Amer et al. 2019 — Heavy metal exposure assessment in Egyptian apples, grapes, and oranges
This study measured Pb, Cd, Cr, Cu, and Ni concentrations in 108 fresh fruit samples (apples, grapes, oranges; 36 per fruit type, 9 per governorate per fruit) collected from four governorates in Egypt (Cairo, Giza, Alexandria, El-Fayoum). Lead and cadmium were not detected in any sample. Copper and nickel were present in all samples, frequently above WHO/FAO maximum residue limits.
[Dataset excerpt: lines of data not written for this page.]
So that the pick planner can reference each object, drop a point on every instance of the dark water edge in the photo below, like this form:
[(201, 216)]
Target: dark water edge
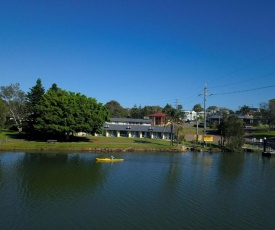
[(147, 191)]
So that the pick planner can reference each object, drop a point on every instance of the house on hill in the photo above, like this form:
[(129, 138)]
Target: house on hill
[(158, 119), (138, 128)]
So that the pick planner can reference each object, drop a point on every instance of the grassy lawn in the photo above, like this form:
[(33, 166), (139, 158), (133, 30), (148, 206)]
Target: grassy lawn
[(13, 141), (262, 133)]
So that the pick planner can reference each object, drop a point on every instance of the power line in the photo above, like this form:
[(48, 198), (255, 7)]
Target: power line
[(247, 90), (266, 75), (246, 66)]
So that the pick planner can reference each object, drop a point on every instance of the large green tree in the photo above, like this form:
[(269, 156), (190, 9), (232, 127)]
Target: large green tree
[(3, 113), (174, 119), (116, 110), (63, 113), (232, 132), (197, 108), (14, 98), (33, 97)]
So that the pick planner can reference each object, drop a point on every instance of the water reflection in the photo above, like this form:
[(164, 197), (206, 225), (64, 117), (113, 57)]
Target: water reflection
[(44, 173), (159, 190)]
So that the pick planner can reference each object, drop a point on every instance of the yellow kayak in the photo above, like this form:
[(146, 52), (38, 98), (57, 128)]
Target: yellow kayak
[(109, 159)]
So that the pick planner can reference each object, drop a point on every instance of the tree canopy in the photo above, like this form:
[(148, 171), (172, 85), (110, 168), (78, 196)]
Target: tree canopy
[(63, 113), (197, 108), (232, 132), (14, 98)]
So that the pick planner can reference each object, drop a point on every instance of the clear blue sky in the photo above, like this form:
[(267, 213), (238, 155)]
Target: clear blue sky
[(145, 52)]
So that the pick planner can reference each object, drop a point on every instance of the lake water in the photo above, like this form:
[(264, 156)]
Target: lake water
[(146, 191)]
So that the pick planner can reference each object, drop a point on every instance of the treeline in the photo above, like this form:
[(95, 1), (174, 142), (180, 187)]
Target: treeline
[(55, 113), (117, 111)]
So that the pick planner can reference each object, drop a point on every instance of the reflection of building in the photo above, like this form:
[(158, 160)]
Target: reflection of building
[(139, 128)]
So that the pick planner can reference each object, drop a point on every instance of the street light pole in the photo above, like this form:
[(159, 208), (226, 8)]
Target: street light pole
[(204, 110)]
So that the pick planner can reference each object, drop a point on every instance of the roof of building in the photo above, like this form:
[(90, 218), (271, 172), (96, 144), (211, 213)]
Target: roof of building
[(157, 115), (137, 128)]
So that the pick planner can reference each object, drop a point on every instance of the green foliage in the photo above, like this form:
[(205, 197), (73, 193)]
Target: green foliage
[(232, 132), (32, 99), (14, 98), (116, 110), (63, 113), (197, 108), (3, 113)]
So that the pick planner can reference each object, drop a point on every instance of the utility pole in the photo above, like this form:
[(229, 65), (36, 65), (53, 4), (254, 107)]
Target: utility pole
[(204, 110)]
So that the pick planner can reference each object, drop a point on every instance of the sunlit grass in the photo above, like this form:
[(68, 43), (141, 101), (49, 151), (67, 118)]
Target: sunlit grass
[(7, 142)]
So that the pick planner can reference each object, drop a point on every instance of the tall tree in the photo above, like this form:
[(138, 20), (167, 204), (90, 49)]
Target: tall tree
[(197, 108), (271, 105), (244, 110), (32, 99), (3, 113), (116, 110), (15, 100), (232, 132), (174, 118), (136, 112), (63, 113)]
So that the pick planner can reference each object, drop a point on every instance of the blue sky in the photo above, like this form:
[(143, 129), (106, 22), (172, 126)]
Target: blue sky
[(143, 52)]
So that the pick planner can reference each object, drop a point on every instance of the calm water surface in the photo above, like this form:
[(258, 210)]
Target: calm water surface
[(146, 191)]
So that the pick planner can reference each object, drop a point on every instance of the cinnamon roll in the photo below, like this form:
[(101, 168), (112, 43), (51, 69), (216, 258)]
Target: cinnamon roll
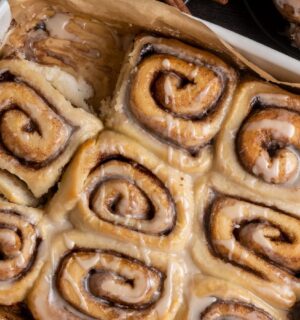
[(93, 277), (21, 258), (40, 130), (15, 312), (87, 71), (172, 98), (258, 147), (15, 190), (250, 244), (211, 298), (126, 192)]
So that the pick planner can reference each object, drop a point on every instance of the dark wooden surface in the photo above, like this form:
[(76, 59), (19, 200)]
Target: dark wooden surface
[(233, 16)]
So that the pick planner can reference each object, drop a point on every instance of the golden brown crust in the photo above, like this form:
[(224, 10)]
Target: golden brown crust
[(135, 288), (172, 98), (40, 130)]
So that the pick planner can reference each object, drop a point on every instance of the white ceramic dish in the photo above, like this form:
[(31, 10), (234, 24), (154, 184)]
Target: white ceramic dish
[(281, 66)]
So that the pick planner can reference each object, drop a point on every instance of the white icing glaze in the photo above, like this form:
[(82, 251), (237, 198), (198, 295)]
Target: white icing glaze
[(57, 25), (263, 167), (197, 305), (259, 237), (127, 293), (229, 244), (76, 289)]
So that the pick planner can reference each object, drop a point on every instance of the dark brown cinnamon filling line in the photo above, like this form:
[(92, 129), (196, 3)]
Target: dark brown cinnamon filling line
[(233, 310), (33, 259), (18, 311), (152, 49), (284, 237), (151, 214), (7, 76), (102, 299), (271, 146)]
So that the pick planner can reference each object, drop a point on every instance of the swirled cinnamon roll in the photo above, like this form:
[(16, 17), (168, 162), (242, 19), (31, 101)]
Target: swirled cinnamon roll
[(210, 298), (250, 244), (87, 71), (173, 98), (39, 129), (126, 192), (15, 190), (258, 147), (93, 277), (15, 312), (20, 255)]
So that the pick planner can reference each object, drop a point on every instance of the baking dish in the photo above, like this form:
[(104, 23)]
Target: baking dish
[(281, 66)]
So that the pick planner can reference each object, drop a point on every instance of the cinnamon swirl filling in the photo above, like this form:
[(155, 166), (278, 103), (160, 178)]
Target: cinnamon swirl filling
[(31, 130), (268, 144), (257, 239), (125, 193), (96, 282), (233, 310), (19, 241), (180, 97)]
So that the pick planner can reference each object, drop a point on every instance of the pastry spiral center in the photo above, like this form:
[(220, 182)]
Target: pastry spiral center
[(252, 236), (122, 192), (18, 244), (93, 280), (30, 130), (268, 145), (122, 198), (173, 99)]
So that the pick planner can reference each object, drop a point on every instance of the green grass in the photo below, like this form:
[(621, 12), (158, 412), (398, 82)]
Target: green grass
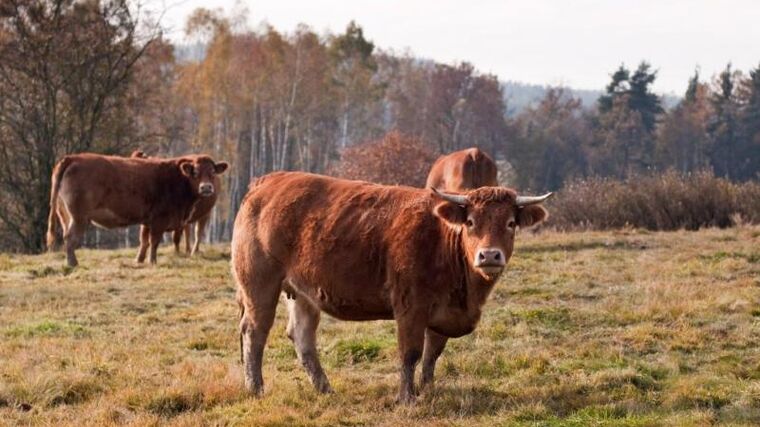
[(623, 328)]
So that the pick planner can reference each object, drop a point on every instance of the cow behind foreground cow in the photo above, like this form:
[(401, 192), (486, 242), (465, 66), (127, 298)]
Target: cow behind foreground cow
[(361, 251), (463, 170), (113, 191), (200, 216)]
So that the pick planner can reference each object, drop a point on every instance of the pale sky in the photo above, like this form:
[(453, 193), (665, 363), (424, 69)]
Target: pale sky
[(576, 43)]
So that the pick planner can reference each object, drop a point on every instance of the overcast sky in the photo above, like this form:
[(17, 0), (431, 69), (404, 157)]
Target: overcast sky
[(576, 43)]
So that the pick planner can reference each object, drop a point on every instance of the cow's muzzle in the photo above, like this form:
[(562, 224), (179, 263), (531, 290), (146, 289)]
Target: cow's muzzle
[(490, 260), (206, 190)]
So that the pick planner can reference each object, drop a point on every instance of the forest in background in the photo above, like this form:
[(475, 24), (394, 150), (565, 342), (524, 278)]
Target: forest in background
[(93, 76)]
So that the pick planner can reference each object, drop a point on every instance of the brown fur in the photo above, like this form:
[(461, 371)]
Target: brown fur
[(361, 251), (112, 191), (463, 170), (200, 216)]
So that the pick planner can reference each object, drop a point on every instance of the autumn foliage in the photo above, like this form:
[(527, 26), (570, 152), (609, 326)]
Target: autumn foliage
[(395, 159)]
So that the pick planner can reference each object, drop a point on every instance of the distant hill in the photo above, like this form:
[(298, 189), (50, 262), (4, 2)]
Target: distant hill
[(520, 96)]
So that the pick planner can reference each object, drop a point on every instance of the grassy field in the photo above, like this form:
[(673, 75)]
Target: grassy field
[(617, 328)]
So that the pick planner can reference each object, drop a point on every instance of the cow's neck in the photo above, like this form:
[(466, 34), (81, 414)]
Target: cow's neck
[(474, 289)]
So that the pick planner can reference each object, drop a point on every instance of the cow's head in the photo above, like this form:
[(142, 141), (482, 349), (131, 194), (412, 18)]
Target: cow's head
[(488, 218), (201, 171)]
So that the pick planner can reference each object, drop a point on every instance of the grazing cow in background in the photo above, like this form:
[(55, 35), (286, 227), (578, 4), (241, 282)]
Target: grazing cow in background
[(463, 170), (200, 217), (113, 191), (362, 251)]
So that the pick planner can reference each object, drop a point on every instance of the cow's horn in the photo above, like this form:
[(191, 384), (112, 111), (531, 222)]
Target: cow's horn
[(453, 198), (532, 200)]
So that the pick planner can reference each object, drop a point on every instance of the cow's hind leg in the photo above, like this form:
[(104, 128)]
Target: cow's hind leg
[(434, 345), (302, 330), (260, 284), (73, 237), (200, 227), (177, 238), (144, 242), (186, 231)]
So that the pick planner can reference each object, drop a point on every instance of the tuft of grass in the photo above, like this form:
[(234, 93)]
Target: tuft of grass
[(46, 328), (174, 402), (351, 352), (623, 328)]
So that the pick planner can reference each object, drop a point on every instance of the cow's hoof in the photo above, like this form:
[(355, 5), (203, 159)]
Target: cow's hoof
[(325, 389), (406, 399)]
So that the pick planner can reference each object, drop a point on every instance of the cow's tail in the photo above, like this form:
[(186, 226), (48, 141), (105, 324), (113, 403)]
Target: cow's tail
[(55, 186)]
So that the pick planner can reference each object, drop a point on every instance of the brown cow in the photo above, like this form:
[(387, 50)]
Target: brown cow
[(463, 170), (361, 251), (200, 217), (112, 191)]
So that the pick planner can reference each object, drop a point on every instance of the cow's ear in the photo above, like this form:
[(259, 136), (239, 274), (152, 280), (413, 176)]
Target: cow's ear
[(187, 169), (531, 215), (451, 212), (220, 167)]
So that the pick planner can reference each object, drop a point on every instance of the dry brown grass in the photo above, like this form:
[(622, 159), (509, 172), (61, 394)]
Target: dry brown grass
[(600, 328), (667, 201)]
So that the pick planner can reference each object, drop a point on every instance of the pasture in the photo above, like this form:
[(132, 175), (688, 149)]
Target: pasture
[(600, 328)]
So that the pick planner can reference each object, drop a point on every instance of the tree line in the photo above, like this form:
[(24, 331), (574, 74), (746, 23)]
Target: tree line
[(90, 76)]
Chromium was detected only in grape samples from Cairo and El-Fayoum at concentrations more than ten times the EU permissible limit. Washing grapes reduced Cu and Ni by up to ~97%; peeling oranges reduced Cu by up to ~81%. Estimated daily intake for Cu and Ni exceeded reference tolerable daily intake values in most fruit-governorate combinations.
Key numbers
Apples (n=36 total, 9 per governorate; AAS, dry-ashed at 540°C; LODs: Pb 0.1, Cd 0.02, Cu 0.03, Ni 0.1, Cr 0.06 mg/kg):
| Metal | Cairo | Giza | Alexandria | El-Fayoum | MRL |
|---|---|---|---|---|---|
| Pb | ND | ND | ND | ND | 0.10 mg/kg (EU 1881/2006) |
| Cd | ND | ND | ND | ND | 0.05 mg/kg (EU 1881/2006) |
| Cr | ND | ND | ND | ND | 0.10 mg/kg (WHO/FAO) |
| Cu | 1.63 ± 0.22 | 0.55 ± 0.14 | 0.89 ± 0.28 | 0.14 ± 0.03 | 0.20 mg/kg (WHO/FAO) |
| Ni | 0.36 ± 0.12 | 0.19 ± 0.06 | 0.11 ± 0.03 | 0.34 ± 0.11 | 0.20 mg/kg (WHO/FAO) |
Grapes (n=36 total, 9 per governorate):
| Metal | Cairo | Giza | Alexandria | El-Fayoum | MRL |
|---|---|---|---|---|---|
| Pb | ND | ND | ND | ND | 0.10 mg/kg |
| Cd | ND | ND | ND | ND | 0.05 mg/kg |
| Cr | 1.01 ± 0.04 | ND | ND | 1.06 ± 0.06 | 0.10 mg/kg |
| Cu | 3.52 ± 0.74 | 0.72 ± 0.07 | 2.53 ± 0.98 | 3.21 ± 0.86 | 0.20 mg/kg |
| Ni | 0.30 ± 0.05 | 0.83 ± 0.31 | 1.78 ± 0.77 | 0.31 ± 0.08 | 0.20 mg/kg |
Oranges (n=36 total, 9 per governorate):
| Metal | Cairo | Giza | Alexandria | El-Fayoum | MRL |
|---|---|---|---|---|---|
| Pb | ND | ND | ND | ND | 0.10 mg/kg |
| Cd | ND | ND | ND | ND | 0.05 mg/kg |
| Cr | ND | ND | ND | ND | 0.10 mg/kg |
| Cu | 2.20 ± 0.95 | 0.64 ± 0.05 | 0.81 ± 0.11 | 0.36 ± 0.01 | 0.20 mg/kg |
| Ni | 0.31 ± 0.02 | 0.38 ± 0.03 | 0.16 ± 0.05 | 0.06 ± 0.02 | 0.20 mg/kg |
Mitigation by washing (grapes): Ni reduced by ~28% (Cairo), ~97% (Giza), ~31% (El-Fayoum), ~75% (Alexandria); Cu reduced by ~12% (Cairo), ~29% (Giza), ~58% (El-Fayoum), ~55% (Alexandria). (Values read from Fig. 1.)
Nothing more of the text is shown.